- Şaphane Location in Turkey Şaphane Şaphane (Turkey Aegean)
- Coordinates: 39°01′40″N 29°13′22″E﻿ / ﻿39.02778°N 29.22278°E
- Country: Turkey
- Province: Kütahya
- District: Şaphane

Government
- • Mayor: Lütfi Mutlu (CHP)
- Elevation: 1,128 m (3,701 ft)
- Population (2022): 2,853
- Time zone: UTC+3 (TRT)
- Area code: 0274
- Website: www.saphane.bel.tr

= Şaphane =

Şaphane, formerly Abşeker, is a town in Kütahya Province in the Aegean region of Turkey. It is the seat of Şaphane District. Its population is 2,853 (2022). Its elevation is 1128 m.

==Tourism==
Mt. Şaphane (Akdağ) is open for the mountain tourism with its plateaus that are rich for their oxygen levels. It is 2121 m high and on a 100,000 ha area with 20,000 ha of new planting parts. Paragliding and trekking are some of the activities you can do on Mt. Şaphane.
Kocaseyfullah Mosque is one of our historical spots with its age dating back to 700 years. It is inherited from Anatolian Seljuks. We also have Agha Mansions on which some
investments can be directed.
We have profitable thermal water sources in Karacaderbent ward of Şaphane where some thermal villages, hotels and physical therapy clinic projects can be done.

==Medicinal herbs==

On Mount Şaphane, there is a variety of medicinal herbs like thyme, sage, linden tree, Ayvadanası, Filistan herb, nigella sativa, urtica dioica, daisy, Papaver rhoeas, sand rose, etc., and many kinds of unexplored plant families.

==Cherry and sour cherry==

In the district, cherry and sour cherry are cultivated using waterless agricultural methods. There is a quality policy over world standards with 2000 tons of cherry and 7000 tons of sour cherry exported.
The district is open for investments for both industry ( fruit juice – concentrate – marmalade – jam) and export.

==Mines==

===Alum===

There is alum mine in the district and the mine area is possessed by Dostel Inc. and it gives 50,000 tons of total production amount per year.

===Aluminium sulphate===

65000 tons of aluminium sulfate (Al_{2}SO_{4}) has been produced by Dostel Inc. in the district. This product is sold mainly to İSKİ and ASKİ. It is also purchased by metropolitan municipalities and standard municipalities’ water authority units and paper factories.

===Gold===

It was found out, after 15 drilling works made under 500 m depth conducted by MTA with the provision of ETİBANK in 2000, that gold mine was encountered by the depth of 280 m. This research was carried out by Canadian research centers. The deposit is not developed.

===Marble===

There are great quantities of marble and calcite veins under Mt. Şaphane.

===Wind energy===

North, south and southwest areas of Mt. Şaphane are appropriate for energy production from wind. This energy potential would be enough for meeting the electric energy needs of the district and nearby districts.
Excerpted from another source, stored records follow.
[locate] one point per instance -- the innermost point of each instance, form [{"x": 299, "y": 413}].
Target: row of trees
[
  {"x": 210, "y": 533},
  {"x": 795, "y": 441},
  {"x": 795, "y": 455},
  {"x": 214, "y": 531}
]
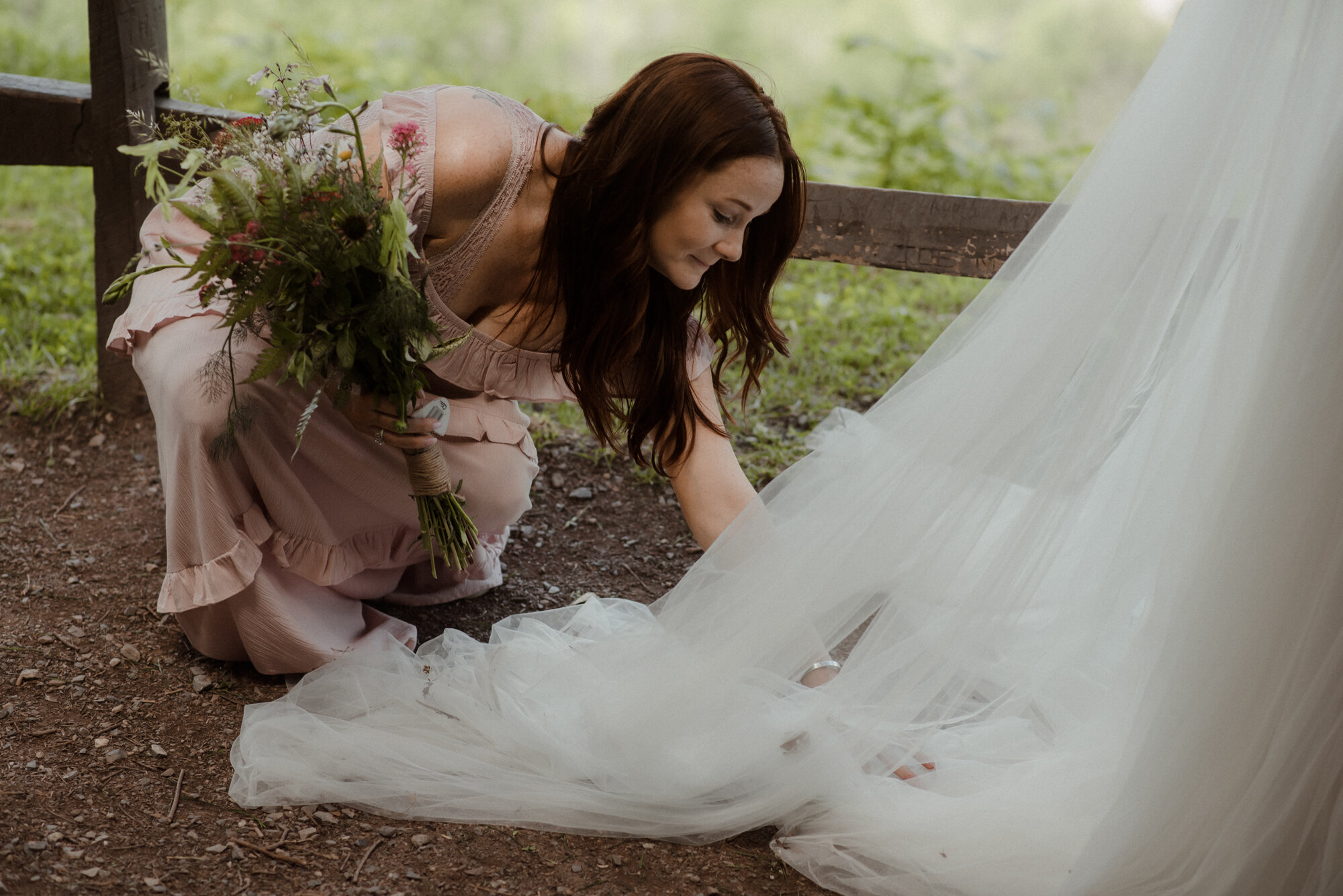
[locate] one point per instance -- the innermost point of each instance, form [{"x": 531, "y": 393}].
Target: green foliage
[
  {"x": 917, "y": 134},
  {"x": 48, "y": 323},
  {"x": 980, "y": 97}
]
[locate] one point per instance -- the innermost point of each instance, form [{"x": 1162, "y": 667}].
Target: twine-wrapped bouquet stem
[
  {"x": 444, "y": 519},
  {"x": 307, "y": 251}
]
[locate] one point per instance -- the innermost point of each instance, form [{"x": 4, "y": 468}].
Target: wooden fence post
[{"x": 122, "y": 81}]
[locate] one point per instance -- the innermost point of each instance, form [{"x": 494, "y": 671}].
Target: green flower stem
[
  {"x": 354, "y": 121},
  {"x": 444, "y": 522}
]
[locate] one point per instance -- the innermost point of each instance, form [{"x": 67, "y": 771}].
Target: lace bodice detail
[{"x": 483, "y": 364}]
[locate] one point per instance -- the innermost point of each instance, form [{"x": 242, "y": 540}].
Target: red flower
[{"x": 406, "y": 138}]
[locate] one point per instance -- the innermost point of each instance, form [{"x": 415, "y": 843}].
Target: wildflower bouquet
[{"x": 308, "y": 252}]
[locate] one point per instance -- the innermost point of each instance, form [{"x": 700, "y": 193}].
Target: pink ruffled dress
[{"x": 271, "y": 558}]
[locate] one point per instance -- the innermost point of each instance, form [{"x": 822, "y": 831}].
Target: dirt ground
[{"x": 115, "y": 733}]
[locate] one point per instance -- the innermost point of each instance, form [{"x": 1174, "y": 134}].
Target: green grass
[
  {"x": 853, "y": 332},
  {"x": 48, "y": 322}
]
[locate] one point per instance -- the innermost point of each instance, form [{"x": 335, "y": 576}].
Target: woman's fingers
[{"x": 379, "y": 420}]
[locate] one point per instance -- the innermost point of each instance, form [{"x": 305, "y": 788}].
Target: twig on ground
[
  {"x": 365, "y": 859},
  {"x": 177, "y": 796},
  {"x": 69, "y": 498},
  {"x": 269, "y": 854},
  {"x": 49, "y": 533}
]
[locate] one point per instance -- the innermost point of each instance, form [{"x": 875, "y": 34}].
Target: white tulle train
[{"x": 1095, "y": 538}]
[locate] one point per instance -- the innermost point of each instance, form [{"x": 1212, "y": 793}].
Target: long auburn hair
[{"x": 625, "y": 346}]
===Thermal water energy===

a) 90 C hot water (30lt/second) was found after drilling works made under 1326 m depth in Üçbaş sub-district by MTA in 2006. this thermal source has been opened for bid by MTA.

b) 97 C hot water was found after drilling works made under 1600 m depth by MTA in 2007 in Karacaderbent Ward that is on Kütahya-Gediz-Simav-Balıkesir-Bursa highway.

MTA has planned activities in this area in its 2009 agenda that TPAO is going to carry
out drilling projects by the depth of 4000 m. This area is appealing for both tourism and energy investments because of its proximity to the highway.